Ils m'ont transmis des valeurs formidables comme l'amour, le respect des uns et des autres, l'entraide, et ça, je pense que c'est une valeur capitale parce que c'est quelque chose qu'on peut continuer à faire vivre, à transmettre et à étendre non seulement dans sa famille d'origine, mais aussi celle qu'on choisit, les amis. Je pense qu'ils ne m'ont pas transmis tout le trauma intergénérationnel qu'ils ont traversé avec la guerre en Algérie, ni même raconté, ce qui est dommage. Il y a une espèce d'amnésie, mais qui ne l'est pas ou un mutisme autour de ça, pour éviter de faire mal à ses enfants. Ça, on ne nous l'a jamais transmis et c'est bien dommage parce que j'aurais aimé pouvoir en discuter avec mes parents pour en savoir plus.
Peu importe les rôles que vous incarnez, il y a toujours ces yeux d'enfant que vous gardez. Il y a toujours ce regard sur le monde, cette espèce de curiosité, cette envie d'apprendre et cette envie de rester élève.
Je ne sais pas si je dirais rester élève, mais c'est une belle manière de le dire. En tout cas, je dirais plutôt de garder cet œil d'enfant qui a toujours cette étincelle. Les enfants sont toujours émerveillés à chaque fois qu'ils découvrent quelque chose. Ce goût-là, cette découverte-là, cet inconnu-là, j'essaie de les retrouver à chaque fois.
Vous vous émerveillez tout et on se rend compte, encore plus dans ce film, de votre capacité à passer d'un rôle à un autre. Il y a une soif permanente d'ailleurs de vous mettre en danger aussi.
Je ne sais pas trop d'où ça vient. Il y a quelque chose d'égoïste aussi là-dedans, c'est marrant, je m'en rends compte quand vous le dites. Peut-être que c'est en lien, pas avec une addiction, mais avec une sorte de besoin. Je crois que j'ai besoin d'expériences et d'expérimentations, de manière peut-être égoïste, mais je crois que j'ai besoin de ça.
"Pour ne pas m'ennuyer, pour tenter des choses, pour m'amuser, pour me risquer, peut-être, d'être à la limite de me brûler, je crois que je joue un peu avec ça, mais pour l'instant, je n'ai pas dépassé la limite."
Tahar Rahimà franceinfo
Dans le film, il y a une coccinelle qui est un peu un fil rouge, c'est le symbole du porte-bonheur parce que ce film aussi raconte le deuil qui a été provoqué, attendu, préparé, déclenché et subit. C'est une énorme gifle, un cri du cœur, mais il faut garder espoir.

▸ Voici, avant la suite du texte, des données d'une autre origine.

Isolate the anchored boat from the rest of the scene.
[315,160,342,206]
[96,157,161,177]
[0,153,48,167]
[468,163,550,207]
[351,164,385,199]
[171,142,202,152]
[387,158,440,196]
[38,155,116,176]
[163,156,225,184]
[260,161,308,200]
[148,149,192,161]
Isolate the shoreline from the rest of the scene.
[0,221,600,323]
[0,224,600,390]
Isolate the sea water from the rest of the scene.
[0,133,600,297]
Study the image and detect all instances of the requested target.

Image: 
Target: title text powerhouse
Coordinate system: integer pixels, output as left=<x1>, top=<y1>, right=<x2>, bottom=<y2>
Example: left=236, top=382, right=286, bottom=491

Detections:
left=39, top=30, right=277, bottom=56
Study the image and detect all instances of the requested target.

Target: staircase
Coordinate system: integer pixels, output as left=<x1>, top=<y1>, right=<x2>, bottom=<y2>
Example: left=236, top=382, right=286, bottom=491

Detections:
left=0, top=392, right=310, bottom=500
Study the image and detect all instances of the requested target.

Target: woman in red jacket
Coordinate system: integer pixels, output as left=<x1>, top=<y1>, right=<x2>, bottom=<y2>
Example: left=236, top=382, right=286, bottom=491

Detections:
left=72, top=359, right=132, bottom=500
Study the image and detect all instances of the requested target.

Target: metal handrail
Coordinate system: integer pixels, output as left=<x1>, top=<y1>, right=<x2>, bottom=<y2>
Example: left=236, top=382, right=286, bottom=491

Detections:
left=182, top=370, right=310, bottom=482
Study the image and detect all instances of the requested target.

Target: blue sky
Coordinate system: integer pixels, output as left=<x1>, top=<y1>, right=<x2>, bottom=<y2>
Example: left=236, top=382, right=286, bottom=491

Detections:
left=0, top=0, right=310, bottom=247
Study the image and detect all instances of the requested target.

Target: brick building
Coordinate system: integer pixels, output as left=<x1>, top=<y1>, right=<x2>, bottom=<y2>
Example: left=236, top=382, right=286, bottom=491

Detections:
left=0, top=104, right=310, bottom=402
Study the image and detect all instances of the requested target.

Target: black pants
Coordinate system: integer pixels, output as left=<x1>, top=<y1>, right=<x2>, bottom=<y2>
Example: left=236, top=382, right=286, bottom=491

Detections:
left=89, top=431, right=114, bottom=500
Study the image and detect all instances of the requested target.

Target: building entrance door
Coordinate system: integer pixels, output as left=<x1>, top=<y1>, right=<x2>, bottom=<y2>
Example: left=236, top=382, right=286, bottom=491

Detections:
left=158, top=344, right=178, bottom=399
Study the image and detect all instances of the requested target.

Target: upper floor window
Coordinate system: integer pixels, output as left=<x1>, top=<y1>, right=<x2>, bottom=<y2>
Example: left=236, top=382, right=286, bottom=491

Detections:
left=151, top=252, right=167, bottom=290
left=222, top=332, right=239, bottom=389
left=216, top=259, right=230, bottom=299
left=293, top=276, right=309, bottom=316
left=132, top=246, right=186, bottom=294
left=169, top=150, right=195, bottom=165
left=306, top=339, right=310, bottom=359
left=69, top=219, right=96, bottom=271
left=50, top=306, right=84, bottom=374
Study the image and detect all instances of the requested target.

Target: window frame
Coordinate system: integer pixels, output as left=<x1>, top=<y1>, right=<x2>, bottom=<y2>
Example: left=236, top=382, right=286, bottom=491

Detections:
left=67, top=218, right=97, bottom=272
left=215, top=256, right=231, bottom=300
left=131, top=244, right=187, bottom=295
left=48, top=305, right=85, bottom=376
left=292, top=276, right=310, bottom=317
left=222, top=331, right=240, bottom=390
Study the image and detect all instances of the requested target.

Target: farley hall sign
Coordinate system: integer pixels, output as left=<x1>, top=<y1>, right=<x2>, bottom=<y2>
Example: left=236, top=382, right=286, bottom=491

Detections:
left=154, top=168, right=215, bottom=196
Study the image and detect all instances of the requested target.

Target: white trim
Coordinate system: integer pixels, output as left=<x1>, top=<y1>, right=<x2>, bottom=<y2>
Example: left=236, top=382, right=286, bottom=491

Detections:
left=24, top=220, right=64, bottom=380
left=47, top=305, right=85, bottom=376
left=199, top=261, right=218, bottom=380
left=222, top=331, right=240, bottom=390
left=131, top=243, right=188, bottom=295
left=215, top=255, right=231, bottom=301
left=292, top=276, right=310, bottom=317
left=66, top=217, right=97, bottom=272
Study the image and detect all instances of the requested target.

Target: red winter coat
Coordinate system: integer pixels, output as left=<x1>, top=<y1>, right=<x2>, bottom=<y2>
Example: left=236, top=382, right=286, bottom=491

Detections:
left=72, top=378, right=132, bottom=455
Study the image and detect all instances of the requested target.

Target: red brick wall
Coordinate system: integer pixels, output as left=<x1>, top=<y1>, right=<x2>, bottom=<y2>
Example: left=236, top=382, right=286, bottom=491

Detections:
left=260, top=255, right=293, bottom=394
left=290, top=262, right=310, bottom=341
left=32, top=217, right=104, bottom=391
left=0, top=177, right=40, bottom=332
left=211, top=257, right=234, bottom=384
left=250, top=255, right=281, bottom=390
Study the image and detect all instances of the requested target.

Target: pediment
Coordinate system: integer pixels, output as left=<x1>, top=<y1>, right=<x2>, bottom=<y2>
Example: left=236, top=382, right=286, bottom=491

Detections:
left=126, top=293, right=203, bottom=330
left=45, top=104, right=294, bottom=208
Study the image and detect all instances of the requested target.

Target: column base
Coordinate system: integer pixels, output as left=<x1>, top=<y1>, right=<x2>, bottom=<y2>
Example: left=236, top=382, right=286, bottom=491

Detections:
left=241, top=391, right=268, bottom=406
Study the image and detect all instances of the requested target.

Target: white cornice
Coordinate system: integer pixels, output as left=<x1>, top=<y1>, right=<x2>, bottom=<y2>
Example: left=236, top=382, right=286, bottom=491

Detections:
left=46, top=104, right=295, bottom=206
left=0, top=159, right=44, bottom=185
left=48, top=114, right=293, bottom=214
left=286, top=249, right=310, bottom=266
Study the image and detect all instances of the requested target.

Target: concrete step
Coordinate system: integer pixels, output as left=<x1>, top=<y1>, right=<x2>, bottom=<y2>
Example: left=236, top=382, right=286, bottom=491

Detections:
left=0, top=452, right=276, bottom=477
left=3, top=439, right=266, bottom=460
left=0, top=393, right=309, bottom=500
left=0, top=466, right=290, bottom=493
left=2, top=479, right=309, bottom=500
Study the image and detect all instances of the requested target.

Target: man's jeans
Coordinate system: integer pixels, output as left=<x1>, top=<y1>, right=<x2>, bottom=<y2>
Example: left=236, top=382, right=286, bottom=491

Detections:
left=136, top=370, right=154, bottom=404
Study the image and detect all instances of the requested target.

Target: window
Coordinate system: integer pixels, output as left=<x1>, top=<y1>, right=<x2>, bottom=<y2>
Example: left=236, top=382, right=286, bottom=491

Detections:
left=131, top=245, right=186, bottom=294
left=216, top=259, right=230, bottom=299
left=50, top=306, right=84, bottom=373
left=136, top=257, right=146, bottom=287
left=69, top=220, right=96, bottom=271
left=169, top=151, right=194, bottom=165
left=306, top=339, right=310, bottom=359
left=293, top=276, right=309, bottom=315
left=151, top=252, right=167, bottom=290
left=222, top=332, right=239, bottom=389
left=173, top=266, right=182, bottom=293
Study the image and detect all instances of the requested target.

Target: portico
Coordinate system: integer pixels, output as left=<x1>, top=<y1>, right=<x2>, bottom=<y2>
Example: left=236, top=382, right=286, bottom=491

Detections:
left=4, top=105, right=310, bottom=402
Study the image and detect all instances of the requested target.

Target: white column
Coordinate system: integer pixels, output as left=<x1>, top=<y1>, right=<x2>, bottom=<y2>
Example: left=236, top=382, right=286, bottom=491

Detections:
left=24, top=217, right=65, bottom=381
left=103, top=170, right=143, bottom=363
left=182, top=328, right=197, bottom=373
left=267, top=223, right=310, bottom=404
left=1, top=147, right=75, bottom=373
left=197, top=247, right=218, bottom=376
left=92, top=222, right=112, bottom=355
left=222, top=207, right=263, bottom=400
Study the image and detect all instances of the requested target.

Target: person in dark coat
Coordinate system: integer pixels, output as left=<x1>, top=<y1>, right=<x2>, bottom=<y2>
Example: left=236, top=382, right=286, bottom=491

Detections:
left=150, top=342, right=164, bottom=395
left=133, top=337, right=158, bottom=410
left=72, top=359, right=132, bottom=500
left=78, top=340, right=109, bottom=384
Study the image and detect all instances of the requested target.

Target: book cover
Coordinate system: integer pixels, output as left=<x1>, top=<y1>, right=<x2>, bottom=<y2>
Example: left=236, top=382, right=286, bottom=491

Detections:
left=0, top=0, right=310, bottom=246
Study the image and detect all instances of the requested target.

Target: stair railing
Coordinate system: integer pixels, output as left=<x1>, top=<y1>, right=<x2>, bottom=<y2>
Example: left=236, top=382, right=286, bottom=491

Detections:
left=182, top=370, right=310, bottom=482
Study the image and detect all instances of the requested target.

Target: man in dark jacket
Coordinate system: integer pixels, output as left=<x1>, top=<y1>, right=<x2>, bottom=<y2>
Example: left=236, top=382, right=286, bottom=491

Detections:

Il faut garder espoir, c'est vrai que cette coccinelle est bien. Je ne sais pas si vous vous souvenez, mais quand on était petit, on aimait bien porter les coccinelles et il y avait une phrase qui était un peu chantée, "Coccinelle va dire au bon Dieu qu'il fera beau demain". Je ne sais pas si vous vous souvenez de ça, mais je pense qu'elle est porteuse d'espoir et de foi, j'ai la sensation.